雇用保険料引き上げの可能性

今回のお役立ち情報は、今話題となっている来年度の雇用保険料引き上げについて取り上げようと思います。
ナンデスト!Σ(×_×;)!

令和4年度、
雇用保険料が引き上げに?!

新型コロナウイルスの感染第5波がようやく収束しようとしていますね。
そんな中、厚生労働省では9月8日に来年度以降の雇用保険料の引き上げについての議論が始まりました。
コロナウイルスの影響によって、雇用調整助成金の給付総額が現在4兆円を超えており、財源がひっ迫し始めているためです。
年末までに労働政策審議会での議論を踏まえて方向性をまとめ、来年の通常国会に雇用保険法改正案の提出を目指すとしています。

雇用調整助成金の財源

ご存知の通り、雇用調整助成金は景気の変動等の経済上の理由により事業活動の縮小を余儀なくされた事業主が、一時的な労働者の休業・教育訓練・出向を実施することによって、従業員の雇用を維持した場合に助成されるものです。

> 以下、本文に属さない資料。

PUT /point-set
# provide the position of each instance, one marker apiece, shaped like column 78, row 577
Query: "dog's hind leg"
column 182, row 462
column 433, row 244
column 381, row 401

その財源は、雇用保険料の中の雇用保険二事業分を積上げた「雇用安定資金」です。
雇用保険二事業の費用はリストラ等雇用上の問題が企業の行動に起因するところが多く、これらの問題の解決が事業主にも利益をもたらすため、事業主の保険料のみを原資としており、もともと国庫(税金)からの負担はありません。(今回の保険料率改正に伴い、国庫負担を求める声も上がっているようですが、どうなるでしょうか)

雇用安定資金は、2019年度末には1兆5千億円程度の積立金がありましたが、長引くコロナウイルスの影響による給付の急増で、ほぼ底をついてしまいました。
そのため一般会計から1兆1千億円を繰り入れたり、労使が折半して保険料を負担している失業給付などの積立金からも1兆7千億円を借り入れて穴埋めしてきていました。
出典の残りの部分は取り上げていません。